NEW YORK (PIX11) -- Parents have two weeks as of Wednesday to vaccine their children against the flu before sending them back to pre-K after winter break.
This is the first school year that a flu vaccine is required for students attending pre-kindergarten. Parents were alerted to the change in June by the city's health commissioner Dr. Mary T. Bassett.
Pre-K students in New York City must receive at least one dose of the influenza vaccine between July 1 and Dec. 31, and submit proof of immunization to the child's school, Bassett said.
It's part of a citywide initiative to combat the flu, which is highly contagious and kills thousands of Americans every year.
As New York City battled its first and so far only case of Ebola in October and November, Bassett, Mayor Bill de Blasio and other city health leaders called the flu a greater threat to New Yorkers than the disease ravaging West Africa and many health care providers dispatched to fight the Ebola scourge.
They encouraged New Yorkers to get vaccinated against the flu as they also urged them to remain calm about the single case of Ebola being treated at a Manhattan hospital.

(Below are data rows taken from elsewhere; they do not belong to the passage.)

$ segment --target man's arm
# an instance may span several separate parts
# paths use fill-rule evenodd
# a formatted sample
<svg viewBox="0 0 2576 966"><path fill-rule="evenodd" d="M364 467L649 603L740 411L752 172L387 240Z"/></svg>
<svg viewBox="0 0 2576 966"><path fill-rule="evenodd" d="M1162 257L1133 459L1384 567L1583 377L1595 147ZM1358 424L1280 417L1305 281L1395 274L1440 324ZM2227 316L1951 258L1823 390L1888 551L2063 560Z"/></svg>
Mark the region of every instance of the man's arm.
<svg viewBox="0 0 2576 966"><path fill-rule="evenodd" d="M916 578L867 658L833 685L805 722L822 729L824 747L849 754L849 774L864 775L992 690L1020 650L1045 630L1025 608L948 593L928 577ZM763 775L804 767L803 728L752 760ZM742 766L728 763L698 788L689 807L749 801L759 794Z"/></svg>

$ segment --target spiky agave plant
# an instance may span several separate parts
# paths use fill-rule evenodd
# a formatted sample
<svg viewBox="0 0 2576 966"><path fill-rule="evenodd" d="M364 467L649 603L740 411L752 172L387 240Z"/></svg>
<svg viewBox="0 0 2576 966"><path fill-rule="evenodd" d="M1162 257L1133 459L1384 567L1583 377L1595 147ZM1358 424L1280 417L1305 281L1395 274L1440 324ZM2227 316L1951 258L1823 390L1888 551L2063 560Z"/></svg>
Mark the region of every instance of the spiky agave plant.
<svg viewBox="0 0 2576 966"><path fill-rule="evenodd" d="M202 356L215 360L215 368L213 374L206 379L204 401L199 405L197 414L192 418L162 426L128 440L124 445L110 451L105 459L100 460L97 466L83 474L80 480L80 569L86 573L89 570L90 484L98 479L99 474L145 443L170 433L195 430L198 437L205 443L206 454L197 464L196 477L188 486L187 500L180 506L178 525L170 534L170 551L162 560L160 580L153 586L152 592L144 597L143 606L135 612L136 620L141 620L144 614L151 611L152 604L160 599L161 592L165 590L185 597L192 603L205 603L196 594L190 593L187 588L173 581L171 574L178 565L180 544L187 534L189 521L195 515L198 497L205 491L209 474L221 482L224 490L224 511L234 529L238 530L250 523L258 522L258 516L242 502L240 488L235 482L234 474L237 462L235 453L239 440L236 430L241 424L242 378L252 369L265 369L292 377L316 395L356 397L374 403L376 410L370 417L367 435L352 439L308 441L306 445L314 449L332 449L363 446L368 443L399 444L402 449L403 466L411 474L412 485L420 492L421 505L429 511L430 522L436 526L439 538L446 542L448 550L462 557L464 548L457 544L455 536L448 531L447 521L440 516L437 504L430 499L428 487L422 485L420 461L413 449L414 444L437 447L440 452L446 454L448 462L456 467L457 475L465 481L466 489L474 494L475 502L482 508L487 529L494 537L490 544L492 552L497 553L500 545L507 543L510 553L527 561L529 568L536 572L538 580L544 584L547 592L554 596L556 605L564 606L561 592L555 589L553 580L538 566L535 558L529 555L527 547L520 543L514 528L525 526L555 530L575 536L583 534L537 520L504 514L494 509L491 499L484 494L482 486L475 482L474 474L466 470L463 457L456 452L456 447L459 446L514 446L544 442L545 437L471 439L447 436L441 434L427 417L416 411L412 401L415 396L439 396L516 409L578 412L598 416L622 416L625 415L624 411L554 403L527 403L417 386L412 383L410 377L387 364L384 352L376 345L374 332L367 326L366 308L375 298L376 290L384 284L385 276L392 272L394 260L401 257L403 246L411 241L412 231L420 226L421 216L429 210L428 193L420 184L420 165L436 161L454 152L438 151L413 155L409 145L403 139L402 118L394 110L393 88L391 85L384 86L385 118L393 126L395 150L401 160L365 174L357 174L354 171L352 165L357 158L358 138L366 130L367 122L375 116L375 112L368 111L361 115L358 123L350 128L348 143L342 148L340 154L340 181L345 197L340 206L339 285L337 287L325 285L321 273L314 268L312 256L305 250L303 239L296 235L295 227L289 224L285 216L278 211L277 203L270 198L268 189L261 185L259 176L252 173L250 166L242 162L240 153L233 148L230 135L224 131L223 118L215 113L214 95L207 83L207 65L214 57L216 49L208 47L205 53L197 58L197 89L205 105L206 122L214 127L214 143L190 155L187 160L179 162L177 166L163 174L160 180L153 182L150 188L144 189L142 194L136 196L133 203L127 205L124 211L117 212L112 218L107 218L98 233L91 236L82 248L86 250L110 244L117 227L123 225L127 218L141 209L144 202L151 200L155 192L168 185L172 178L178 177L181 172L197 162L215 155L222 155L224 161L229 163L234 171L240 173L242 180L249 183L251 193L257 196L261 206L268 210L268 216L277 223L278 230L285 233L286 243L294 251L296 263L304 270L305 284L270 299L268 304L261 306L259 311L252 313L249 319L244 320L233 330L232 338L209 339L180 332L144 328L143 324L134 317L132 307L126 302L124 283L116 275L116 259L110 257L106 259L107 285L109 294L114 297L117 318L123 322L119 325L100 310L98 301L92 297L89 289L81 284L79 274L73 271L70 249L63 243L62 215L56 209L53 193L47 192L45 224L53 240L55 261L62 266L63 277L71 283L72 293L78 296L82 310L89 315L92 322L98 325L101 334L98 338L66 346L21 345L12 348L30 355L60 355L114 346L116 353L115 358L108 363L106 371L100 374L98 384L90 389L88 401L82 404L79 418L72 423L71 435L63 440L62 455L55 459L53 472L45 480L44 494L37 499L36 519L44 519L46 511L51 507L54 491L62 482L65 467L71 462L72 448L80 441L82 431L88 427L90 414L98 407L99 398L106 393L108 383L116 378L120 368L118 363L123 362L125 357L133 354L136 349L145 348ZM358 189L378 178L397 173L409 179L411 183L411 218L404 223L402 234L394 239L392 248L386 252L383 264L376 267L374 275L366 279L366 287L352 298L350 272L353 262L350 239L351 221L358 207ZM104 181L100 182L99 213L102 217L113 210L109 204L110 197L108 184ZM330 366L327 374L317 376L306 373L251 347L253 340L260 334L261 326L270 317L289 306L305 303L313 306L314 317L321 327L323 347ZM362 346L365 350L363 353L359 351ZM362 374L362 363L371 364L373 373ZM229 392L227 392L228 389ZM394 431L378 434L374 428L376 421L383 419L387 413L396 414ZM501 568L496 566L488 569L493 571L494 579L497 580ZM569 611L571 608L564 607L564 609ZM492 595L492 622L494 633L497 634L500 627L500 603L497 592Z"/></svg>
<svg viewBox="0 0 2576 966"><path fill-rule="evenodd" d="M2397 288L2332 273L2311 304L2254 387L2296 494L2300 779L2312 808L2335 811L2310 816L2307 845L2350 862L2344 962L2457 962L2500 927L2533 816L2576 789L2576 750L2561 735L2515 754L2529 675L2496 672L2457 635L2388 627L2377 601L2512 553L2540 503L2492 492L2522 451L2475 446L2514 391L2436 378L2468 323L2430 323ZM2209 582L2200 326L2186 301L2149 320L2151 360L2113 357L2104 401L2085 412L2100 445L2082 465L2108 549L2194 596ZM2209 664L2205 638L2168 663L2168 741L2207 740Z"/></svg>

Flu is now widespread in New York State as of Dec. 6, the most recent day for which CDC data was available.
While severe cases of the flu are rare, children younger than 5 and especially children younger than 2 are at especial risk for developing flu-related complications, according to the federal Centers for Disease Control and Prevention.
Adults age 65 and older, pregnant women and those with weakened immune systems or underlying health conditions are also at risk of developing complications from the flu, the CDC said.
Getting children vaccinated against the flu can in turn protect those high-risk relatives in their lives, health officials said.
And a shot isn't the only way to vaccinate a child. The CDC said a nasal spray vaccine is the preferred method of immunization for healthy children between 2 and 8 years old.
Other changes to the pre-K immunization policy include the new requirement that students receive vaccines against Haemophilus influenza Type B (Hib) and Pneumococcal conjugate vaccine (PCV).
Parents should discuss with their pediatrician how many doses of the Hib and PCV vaccines their child needs because the dosage requirements are "complex," the health department said.
Those vaccines joined a list of existing requirements for DTaP, Polio, Measles-Mumps-Rubella, Varicella and Hepatitis vaccines.